BAYAZITOĞULLARI AİLESİ- KAHRAMAN MARAŞ

 

Dr. Nazif Öztürk Vakıflar Dergisinin 26. Sayısındaki (1997) makalesinde belirtiğine göre Dulkadir oğuları beyliğinin sona ermesinden sonra Maraş’a iskan edilen Bayazıtoğulları kabilesinin reisi Ali İskender Bey oğlu Hacı Abdullah Bey 1601 yılında vefat etmiş, nislinden gelen oğul ve torunları tarafından hayri ve zürri vakıflar kurulmuştur. Kahramanmaraş'la ilgili yayınların bir kısmında "Bayazıtoğlulları Vakıflarından ya hiç bahsedilmediğini veya "Bayazıtoğulları Tarihi ve Albümü" kitabında olduğu gibi bu sülaleye mensup kimselerin kurduğu vakıfların sayısı 2 olarak gösterildiğini belirten Nazif Öztürk yaptığı araştırmalar sonucunda VGM arşivlerinde adı geçen aileye ait akar ve hayratı olan 4 vakfiye bulmuştur. Bu vakıflar H.1027 tarihli İskenderoğlu Bayazıt, H.1221 tarihli Kalender Paşa, H.1253 tarihli Süleyman Paşa ve H.1279 tarihli Ahmet Paşa'nın kurduğu vakıflardır.

 

İSKENDEROĞLU BAYEZİD VAKFI

 

            1607 tarihli vakfiye de vakıf kurucusu olarak “el-Hac Bayezid bin İskender el Meraşi” ismi zikredilmekte olup hayri ve zürri türünde bir vakıftır.  (Makalenin yayınlandığı tarihte vakıf mütevellisi Bayazıtoğulları ailesinden Sadık Bayazıt’tır. Vakfiyeye göre İskender bin Bayezid vakfı Bayazıtlı camii, medrese ve mektepten oluşan bir külliyedir. Dr.

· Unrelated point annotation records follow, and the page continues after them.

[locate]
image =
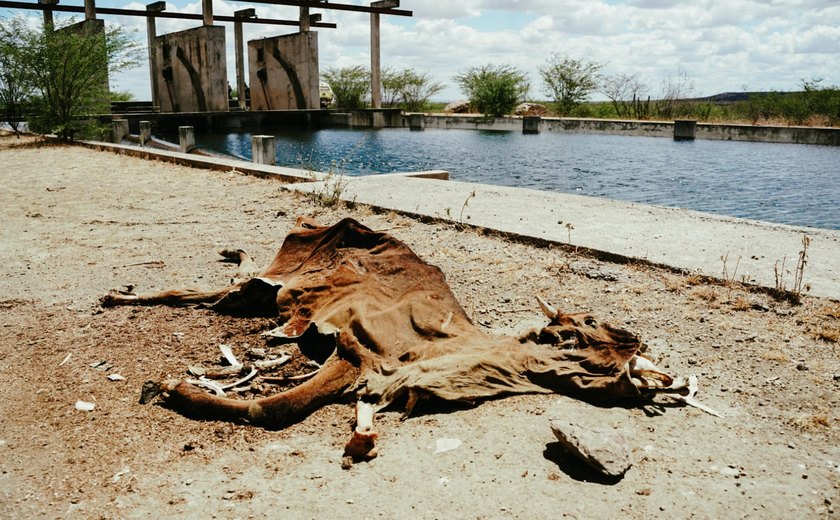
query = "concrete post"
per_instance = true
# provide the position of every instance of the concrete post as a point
(207, 11)
(119, 129)
(531, 124)
(262, 149)
(239, 51)
(375, 56)
(48, 19)
(375, 63)
(684, 129)
(416, 122)
(90, 10)
(304, 19)
(186, 137)
(145, 132)
(151, 34)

Nazif Öztürk’ün araştırmasına göre külliye Hacı Abdullah Bey’in aile reisliği zamanında inşa edilmiş, ölümünden sonra çocukları tarafından adına vakıf kurulmuştur. Vakfa ait cami günümüzde faal olmasın rağmen mektep ve medrese günümüze ulaşamamıştır. Vakıf şartlarına göre Hazinedarlı mahalle mescidi imamı iki cüz Kur’an okuyarak birinin sevabını Hz. Peygamber’in (sav) ruhu şeriflerine, ikinci cüzü ise babası, anası ve diğer akrabai taallukatının ervahına hediye edecektir. Bir diğer vakıf şartına göre ise 20 cüz daha okunacak, 1. Cüzün sevabı Hz. Peygamber’imizin (sav), 2 cüzün sevabı validesinin, 3 cüzün sevabı ise vakfın binasında, arsasında, ağaçlarında hatta taşlarında hakkı bulunan kimselerin ruhuna, kalan 17 cüzün sevbı da kendi ruhuna bağışlanacaktır.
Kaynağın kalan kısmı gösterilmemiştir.